Let the corner between the wall and the ground be the origin. The position of the stick's ends are $A(0, y_A)$ and $B(x_B, 0)$. The stick has length $2l$, so $x_B^2 + y_A^2 = (2l)^2$. Let $\theta$ be the angle the stick makes with the ground. The coordinates of the ends are $x_B = 2l \cos\theta$ and $y_A = 2l \sin\theta$. The ball is at the center of the stick, $C(x_c, y_c)$, where:

$$x_c = l \cos\theta$$ $$y_c = l \sin\theta$$

2. Acceleration of the Ball

The end B moves at a constant horizontal velocity $v$, so $v_B = \dot{x}_B = v$, and its acceleration is $a_B = \ddot{x}_B = 0$.

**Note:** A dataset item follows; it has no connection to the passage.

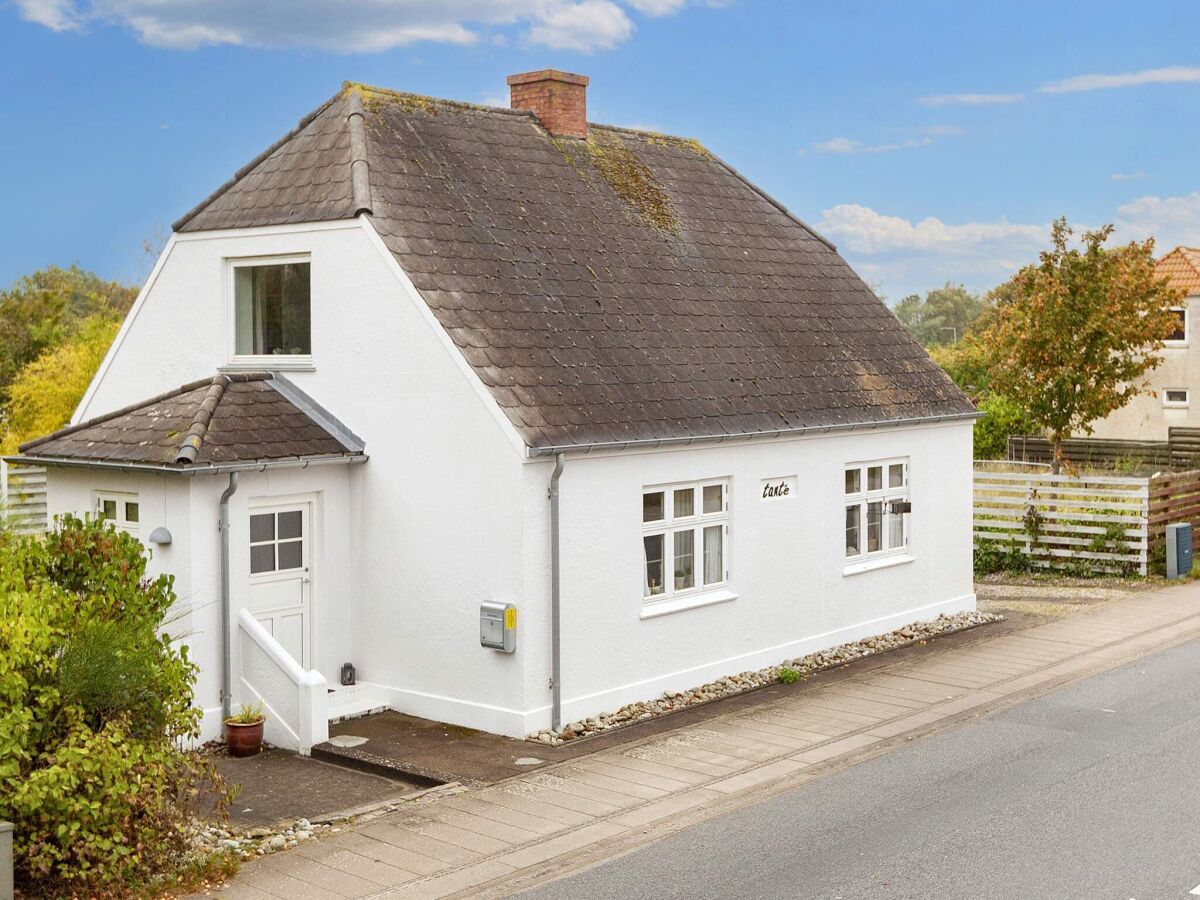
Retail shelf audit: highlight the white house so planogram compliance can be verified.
[14,71,976,750]
[1092,247,1200,440]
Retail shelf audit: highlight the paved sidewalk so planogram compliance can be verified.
[196,583,1200,900]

From the geometric relation $x_c = x_B/2$, we can find the horizontal acceleration of the ball by differentiating twice with respect to time:

$$\dot{x}_c = \frac{\dot{x}_B}{2} = \frac{v}{2}$$ $$a_{cx} = \ddot{x}_c = \frac{\ddot{x}_B}{2} = 0$$

The horizontal acceleration of the ball is zero.

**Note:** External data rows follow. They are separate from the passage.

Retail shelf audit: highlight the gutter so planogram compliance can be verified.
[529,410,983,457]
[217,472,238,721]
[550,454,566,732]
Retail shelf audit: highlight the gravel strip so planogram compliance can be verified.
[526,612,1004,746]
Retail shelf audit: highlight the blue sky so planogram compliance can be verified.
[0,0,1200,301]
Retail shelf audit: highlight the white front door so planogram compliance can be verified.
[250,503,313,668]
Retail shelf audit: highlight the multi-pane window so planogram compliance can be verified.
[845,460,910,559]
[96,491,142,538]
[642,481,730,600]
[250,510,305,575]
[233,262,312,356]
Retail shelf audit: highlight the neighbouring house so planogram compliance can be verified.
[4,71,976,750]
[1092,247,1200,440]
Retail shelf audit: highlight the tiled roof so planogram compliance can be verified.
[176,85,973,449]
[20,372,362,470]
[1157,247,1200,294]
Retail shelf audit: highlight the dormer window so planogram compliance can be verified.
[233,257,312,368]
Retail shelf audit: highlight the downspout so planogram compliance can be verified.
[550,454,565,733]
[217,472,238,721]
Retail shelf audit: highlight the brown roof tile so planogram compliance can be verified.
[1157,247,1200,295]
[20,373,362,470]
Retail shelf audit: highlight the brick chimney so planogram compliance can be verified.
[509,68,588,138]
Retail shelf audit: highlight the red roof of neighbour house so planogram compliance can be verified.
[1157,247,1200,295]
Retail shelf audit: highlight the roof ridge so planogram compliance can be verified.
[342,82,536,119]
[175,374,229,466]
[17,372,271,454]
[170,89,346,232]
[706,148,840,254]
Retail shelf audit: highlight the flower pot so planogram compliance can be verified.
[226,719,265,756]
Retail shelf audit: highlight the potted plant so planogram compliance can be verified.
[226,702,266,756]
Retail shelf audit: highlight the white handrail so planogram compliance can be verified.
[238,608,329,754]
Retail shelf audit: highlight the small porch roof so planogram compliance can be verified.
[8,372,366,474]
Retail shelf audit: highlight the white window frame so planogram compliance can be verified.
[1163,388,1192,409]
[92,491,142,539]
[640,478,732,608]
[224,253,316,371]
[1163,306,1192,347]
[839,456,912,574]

To find the vertical acceleration, we first relate the angular velocity $\dot{\theta}$ to $v$:

$$v = \dot{x}_B = \frac{d}{dt}(2l \cos\theta) = -2l \sin\theta \, \dot{\theta}$$ $$\dot{\theta} = -\frac{v}{2l \sin\theta}$$

Now, we find the vertical acceleration $a_{cy}$ by differentiating $y_c$ twice:

$$v_{cy} = \dot{y}_c = \frac{d}{dt}(l \sin\theta) = l \cos\theta \, \dot{\theta}$$

Substituting $\dot{\theta}$:

$$v_{cy} = l \cos\theta \left(-\frac{v}{2l \sin\theta}\right) = -\frac{v}{2} \cot\theta$$

Differentiating again to find acceleration:

$$a_{cy} = \dot{v}_{cy} = \frac{d}{dt}\left(-\frac{v}{2} \cot\theta\right) = -\frac{v}{2} (-\csc^2\theta) \dot{\theta} = \frac{v}{2 \sin^2\theta} \dot{\theta}$$

Substituting $\dot{\theta}$ again:

$$a_{cy} = \frac{v}{2 \sin^2\theta} \left(-\frac{v}{2l \sin\theta}\right) = -\frac{v^2}{4l \sin^3\theta}$$

At the specified angle $\theta = 45^\circ$, we have $\sin(45^\circ) = 1/\sqrt{2}$:

$$a_{cy} = -\frac{v^2}{4l (1/\sqrt{2})^3} = -\frac{v^2}{4l (1/2\sqrt{2})} = -\frac{\sqrt{2}v^2}{2l}$$

The acceleration of the ball is $\vec{a}_c = a_{cx}\hat{i} + a_{cy}\hat{j} = -\frac{\sqrt{2}v^2}{2l} \hat{j}$.

3. Force on the Stick

The forces acting on the ball are gravity $\vec{F}_g = -mg\hat{j}$ and the force from the stick, $\vec{F}_{stick \to ball}$. Applying Newton's second law to the ball:

$$\vec{F}_{stick \to ball} + \vec{F}_g = m\vec{a}_c$$ $$\vec{F}_{stick \to ball} = m\vec{a}_c - \vec{F}_g = m\left(-\frac{\sqrt{2}v^2}{2l}\hat{j}\right) - (-mg\hat{j})$$ $$\vec{F}_{stick \to ball} = \left(mg - \frac{m\sqrt{2}v^2}{2l}\right)\hat{j}$$

The problem asks for the force of the ball applied on the stick, $\vec{F}_{ball \to stick}$. By Newton's third law, this is the reaction force:

$$\vec{F}_{ball \to stick} = -\vec{F}_{stick \to ball}$$ $$\vec{F}_{ball \to stick} = -\left(mg - \frac{m\sqrt{2}v^2}{2l}\right)\hat{j} = \left(\frac{m\sqrt{2}v^2}{2l} - mg\right)\hat{j}$$

This force is purely vertical. A non-calculus method is not feasible as calculating acceleration from a non-uniform motion inherently requires differentiation.